[Source: Los Angeles Business Journal] MANUFACTURING: Call for increased facility supervision may yield speedier closures.
Manufacturers and metal finishers are concerned about a planned crackdown on toxic emissions by the South Coast Air Quality Management District.
The crackdown, announced at the April 7 meeting of the district’s governing board, was prompted by recent discoveries of high levels of hexavalent chromium and other toxic substances in the air surrounding two metal finishing plants in Paramount, Anaplex Corp., and Aerocraft Heat Treating Co.
AQMD Executive Officer Wayne Nastri said that over the next seven years the district will identify and prioritize high-risk facilities among the estimated 1,100 metal-processing operations in Los Angeles and Orange counties, and the Inland Empire. The district also will amend its toxic emissions rules to encompass more metal manufacturing processes that have recently been found to contribute to toxic emissions.
In addition, the agency is backing legislation in Sacramento – AB 1132, by Assemblywoman Chistina Garcia, D-Bell Gardens, who represents the Paramount area – that would give AQMD the authority to shut down metal-finishing plants emitting high levels of hexavalent chromium without first holding a hearing under certain circumstances.
The bill allows air pollution control officers to do this if they determine that emissions rules have been violated “and the violation presents an imminent and substantial endangerment to the public health or welfare, or the environment.”

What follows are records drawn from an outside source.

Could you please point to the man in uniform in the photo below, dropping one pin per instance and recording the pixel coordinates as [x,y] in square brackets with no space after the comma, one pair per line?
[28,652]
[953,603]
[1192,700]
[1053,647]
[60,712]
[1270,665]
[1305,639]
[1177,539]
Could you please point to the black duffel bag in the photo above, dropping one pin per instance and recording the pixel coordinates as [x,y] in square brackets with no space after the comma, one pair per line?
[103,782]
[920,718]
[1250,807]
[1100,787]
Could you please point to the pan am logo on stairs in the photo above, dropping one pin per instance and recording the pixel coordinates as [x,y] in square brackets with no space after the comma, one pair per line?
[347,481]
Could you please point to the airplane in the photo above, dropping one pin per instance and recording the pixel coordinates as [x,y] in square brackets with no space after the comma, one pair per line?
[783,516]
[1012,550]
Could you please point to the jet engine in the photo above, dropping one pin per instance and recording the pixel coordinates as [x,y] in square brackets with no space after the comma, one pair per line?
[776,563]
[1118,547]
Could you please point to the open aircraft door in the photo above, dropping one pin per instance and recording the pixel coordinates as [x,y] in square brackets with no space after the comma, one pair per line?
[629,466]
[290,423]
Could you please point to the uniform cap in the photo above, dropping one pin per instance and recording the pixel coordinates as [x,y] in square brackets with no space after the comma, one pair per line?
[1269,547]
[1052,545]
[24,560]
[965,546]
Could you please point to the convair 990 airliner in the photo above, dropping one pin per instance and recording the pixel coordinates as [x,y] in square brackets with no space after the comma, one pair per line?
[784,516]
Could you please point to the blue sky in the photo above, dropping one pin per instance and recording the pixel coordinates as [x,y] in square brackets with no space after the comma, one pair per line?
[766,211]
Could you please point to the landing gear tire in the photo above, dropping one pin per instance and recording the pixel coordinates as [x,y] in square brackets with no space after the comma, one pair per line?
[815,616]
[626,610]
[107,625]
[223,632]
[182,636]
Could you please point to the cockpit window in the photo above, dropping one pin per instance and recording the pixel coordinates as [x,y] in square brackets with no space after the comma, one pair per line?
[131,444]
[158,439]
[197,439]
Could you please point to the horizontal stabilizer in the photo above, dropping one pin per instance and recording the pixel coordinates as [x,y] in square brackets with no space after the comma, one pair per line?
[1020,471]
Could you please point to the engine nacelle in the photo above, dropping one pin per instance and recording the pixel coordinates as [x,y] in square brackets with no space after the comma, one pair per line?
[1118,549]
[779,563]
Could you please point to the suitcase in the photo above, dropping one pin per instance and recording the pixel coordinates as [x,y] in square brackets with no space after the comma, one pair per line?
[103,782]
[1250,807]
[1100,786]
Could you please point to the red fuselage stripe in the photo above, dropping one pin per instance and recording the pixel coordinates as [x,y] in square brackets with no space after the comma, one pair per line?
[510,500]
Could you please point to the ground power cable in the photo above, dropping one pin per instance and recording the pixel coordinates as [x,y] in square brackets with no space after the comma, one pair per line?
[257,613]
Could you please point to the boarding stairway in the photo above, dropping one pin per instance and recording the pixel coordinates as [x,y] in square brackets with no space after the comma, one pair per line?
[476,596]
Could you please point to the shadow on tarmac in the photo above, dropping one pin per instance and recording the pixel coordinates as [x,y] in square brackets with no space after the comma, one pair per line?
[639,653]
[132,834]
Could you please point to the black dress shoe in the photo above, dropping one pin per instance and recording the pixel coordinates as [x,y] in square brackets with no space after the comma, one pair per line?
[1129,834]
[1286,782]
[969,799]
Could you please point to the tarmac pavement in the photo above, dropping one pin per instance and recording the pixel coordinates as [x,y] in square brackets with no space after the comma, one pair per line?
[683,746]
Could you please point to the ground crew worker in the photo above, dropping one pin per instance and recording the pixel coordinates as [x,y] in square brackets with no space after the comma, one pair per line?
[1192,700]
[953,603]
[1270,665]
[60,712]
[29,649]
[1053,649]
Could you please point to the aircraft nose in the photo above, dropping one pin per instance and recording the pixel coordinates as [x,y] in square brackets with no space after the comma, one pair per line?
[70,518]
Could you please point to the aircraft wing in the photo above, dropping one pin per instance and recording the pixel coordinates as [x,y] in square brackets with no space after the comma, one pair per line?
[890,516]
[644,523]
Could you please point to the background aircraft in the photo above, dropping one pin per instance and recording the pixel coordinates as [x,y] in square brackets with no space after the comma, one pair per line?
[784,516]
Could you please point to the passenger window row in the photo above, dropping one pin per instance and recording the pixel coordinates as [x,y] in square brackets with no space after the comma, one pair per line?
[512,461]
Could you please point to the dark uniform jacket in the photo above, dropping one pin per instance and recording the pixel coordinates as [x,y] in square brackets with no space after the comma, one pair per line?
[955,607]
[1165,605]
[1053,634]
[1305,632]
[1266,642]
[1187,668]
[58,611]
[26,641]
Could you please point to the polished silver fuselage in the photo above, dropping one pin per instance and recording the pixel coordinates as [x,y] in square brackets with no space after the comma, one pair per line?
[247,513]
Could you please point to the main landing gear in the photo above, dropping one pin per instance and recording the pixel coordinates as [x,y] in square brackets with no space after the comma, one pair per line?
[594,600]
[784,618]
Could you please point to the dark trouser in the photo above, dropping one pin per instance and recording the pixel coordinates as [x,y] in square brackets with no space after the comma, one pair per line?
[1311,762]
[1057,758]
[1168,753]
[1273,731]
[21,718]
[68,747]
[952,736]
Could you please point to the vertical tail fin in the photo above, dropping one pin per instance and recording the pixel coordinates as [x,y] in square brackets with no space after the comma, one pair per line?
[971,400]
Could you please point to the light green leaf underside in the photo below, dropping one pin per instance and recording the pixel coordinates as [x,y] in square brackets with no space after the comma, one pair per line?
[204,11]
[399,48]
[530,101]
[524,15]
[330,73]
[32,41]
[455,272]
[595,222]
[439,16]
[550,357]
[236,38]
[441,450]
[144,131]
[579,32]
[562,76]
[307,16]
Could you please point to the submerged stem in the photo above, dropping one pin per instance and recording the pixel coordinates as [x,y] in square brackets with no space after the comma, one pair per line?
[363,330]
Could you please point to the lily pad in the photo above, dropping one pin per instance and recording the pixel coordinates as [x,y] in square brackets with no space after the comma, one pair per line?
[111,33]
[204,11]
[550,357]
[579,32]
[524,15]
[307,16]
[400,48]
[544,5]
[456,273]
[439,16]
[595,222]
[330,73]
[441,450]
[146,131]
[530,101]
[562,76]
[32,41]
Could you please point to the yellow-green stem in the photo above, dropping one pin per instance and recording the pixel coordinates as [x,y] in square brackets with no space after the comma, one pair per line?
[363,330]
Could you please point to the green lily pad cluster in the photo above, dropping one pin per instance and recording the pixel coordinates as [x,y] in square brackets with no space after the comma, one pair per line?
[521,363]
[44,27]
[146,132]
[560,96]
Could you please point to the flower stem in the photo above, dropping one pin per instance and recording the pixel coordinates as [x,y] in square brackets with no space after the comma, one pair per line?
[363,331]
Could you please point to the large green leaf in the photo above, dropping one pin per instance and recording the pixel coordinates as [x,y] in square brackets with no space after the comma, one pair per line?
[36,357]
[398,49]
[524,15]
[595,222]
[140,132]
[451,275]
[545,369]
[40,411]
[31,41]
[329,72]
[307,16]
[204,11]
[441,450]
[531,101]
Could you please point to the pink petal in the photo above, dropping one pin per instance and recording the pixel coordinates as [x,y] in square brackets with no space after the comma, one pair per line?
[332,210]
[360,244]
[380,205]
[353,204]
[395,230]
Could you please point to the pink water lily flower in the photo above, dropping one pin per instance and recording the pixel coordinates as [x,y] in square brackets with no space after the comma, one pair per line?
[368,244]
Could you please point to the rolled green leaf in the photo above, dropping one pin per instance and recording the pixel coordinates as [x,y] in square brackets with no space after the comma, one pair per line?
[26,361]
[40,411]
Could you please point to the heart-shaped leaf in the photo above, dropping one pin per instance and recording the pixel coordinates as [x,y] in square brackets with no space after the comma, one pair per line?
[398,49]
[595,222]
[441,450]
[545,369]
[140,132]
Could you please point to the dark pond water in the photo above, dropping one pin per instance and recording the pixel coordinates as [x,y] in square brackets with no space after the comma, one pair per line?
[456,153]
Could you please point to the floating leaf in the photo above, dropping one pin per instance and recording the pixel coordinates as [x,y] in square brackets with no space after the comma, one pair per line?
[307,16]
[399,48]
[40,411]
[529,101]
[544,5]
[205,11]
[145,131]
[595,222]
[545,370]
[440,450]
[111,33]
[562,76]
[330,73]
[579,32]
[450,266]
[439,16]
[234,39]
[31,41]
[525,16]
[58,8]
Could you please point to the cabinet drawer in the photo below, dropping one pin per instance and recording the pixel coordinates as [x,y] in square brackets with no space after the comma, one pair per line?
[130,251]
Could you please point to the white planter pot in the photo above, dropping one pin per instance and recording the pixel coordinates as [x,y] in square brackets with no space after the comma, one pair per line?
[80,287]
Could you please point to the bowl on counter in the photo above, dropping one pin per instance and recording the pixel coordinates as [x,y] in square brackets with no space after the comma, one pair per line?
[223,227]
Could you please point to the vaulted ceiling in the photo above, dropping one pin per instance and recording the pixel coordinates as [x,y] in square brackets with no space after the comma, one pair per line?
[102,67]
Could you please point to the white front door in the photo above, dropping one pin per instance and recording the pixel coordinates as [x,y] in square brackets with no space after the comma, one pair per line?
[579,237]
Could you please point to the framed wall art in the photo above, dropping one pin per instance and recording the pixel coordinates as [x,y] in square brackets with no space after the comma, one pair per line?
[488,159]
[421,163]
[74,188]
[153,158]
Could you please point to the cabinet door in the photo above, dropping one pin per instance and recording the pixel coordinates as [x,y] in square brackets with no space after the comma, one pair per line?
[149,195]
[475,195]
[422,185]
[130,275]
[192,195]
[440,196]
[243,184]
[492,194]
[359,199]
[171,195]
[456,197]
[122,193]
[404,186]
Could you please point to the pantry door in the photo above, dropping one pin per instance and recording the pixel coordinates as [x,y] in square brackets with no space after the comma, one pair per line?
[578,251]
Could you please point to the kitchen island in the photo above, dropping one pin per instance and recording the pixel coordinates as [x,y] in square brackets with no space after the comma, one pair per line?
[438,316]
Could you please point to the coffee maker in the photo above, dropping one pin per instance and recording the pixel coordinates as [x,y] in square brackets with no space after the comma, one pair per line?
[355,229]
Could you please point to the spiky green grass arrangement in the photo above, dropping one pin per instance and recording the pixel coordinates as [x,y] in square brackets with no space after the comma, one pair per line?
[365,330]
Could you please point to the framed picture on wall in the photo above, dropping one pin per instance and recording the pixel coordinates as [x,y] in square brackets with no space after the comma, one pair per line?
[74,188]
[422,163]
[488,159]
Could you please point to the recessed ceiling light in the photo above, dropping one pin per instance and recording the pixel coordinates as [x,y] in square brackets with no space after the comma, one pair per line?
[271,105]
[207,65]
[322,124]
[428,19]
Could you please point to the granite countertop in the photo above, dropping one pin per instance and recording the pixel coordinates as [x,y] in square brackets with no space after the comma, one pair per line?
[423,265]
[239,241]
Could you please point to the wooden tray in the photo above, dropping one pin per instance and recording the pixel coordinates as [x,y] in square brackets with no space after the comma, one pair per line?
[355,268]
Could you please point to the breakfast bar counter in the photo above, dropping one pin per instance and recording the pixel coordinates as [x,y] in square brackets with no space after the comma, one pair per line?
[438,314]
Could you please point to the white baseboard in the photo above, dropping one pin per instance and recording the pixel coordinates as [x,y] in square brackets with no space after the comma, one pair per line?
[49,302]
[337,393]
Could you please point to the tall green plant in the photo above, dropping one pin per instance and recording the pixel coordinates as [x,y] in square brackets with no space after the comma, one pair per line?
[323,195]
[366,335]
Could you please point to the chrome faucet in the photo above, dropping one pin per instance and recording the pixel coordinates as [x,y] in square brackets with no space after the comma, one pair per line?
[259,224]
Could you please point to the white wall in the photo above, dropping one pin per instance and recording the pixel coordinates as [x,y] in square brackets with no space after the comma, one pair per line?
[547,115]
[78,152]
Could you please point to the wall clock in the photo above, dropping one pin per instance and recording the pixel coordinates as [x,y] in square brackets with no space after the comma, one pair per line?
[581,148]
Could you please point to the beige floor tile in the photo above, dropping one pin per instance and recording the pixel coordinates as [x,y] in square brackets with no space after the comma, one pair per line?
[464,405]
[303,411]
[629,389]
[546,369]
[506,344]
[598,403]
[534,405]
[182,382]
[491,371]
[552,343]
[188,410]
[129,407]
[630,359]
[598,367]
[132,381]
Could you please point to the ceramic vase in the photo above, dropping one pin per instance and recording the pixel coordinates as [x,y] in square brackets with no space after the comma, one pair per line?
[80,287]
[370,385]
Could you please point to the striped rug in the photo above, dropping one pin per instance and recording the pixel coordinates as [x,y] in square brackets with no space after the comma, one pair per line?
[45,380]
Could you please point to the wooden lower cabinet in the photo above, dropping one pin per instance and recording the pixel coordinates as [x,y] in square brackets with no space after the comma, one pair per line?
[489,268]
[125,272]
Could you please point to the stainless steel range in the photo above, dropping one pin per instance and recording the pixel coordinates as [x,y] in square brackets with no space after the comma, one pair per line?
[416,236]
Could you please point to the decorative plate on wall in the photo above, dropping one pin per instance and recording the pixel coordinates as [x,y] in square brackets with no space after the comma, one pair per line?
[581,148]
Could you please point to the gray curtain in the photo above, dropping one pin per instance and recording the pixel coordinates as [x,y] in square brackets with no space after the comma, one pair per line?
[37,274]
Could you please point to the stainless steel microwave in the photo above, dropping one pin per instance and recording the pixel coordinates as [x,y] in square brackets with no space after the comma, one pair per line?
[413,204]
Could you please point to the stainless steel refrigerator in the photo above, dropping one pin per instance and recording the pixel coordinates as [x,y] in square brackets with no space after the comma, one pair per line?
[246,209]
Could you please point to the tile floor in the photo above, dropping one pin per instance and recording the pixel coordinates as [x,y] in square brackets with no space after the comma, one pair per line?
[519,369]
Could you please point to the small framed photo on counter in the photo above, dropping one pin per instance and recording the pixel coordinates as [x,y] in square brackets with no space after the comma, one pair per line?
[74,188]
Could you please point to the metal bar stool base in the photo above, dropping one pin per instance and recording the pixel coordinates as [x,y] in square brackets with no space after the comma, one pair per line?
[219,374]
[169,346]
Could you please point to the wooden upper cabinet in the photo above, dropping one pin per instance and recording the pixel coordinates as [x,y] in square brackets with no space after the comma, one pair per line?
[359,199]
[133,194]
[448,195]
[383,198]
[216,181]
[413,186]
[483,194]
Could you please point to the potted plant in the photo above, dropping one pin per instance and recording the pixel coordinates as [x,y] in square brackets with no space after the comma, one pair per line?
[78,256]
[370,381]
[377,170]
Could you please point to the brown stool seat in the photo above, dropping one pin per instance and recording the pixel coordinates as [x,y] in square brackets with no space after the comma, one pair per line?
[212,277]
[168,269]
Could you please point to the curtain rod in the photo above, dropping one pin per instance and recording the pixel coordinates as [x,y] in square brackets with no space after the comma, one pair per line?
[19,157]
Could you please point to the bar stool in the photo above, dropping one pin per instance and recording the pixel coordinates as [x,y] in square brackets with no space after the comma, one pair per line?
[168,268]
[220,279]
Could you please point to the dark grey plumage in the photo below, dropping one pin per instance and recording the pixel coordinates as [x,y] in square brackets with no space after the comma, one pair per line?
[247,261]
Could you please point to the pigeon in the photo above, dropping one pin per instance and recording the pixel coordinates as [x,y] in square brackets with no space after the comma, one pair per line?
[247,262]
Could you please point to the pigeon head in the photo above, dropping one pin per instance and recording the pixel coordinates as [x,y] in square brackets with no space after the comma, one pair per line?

It is this move that’s causing the most immediate worry among manufacturers and metal-finishing industry representatives.
“My clients are concerned about giving the executive officer authority to shut down facilities without an administrative hearing for the facility operators to tell their side of the story and work out a solution that can keep the facility operating,” said Joseph Hower, principal in the L. A. office of Ramboll Environ who represents local metal-finishing companies and other manufacturers. “It’s a dangerous precedent.”
Bill LaMarr, executive director of the California Small Business Alliance in Anaheim, whose members include metal-finishing companies, said those businesses are concerned that new rules will be developed before the district finishes its inventory of facilities with hexavalent chromium emissions.
“What is upsetting to them is that AQMD is painting all metal-processing businesses with the same regulatory brush and intends to impose unbelievably harsh new rules on all businesses, even those that are operating within the conditions of their AQMD permits,” he said.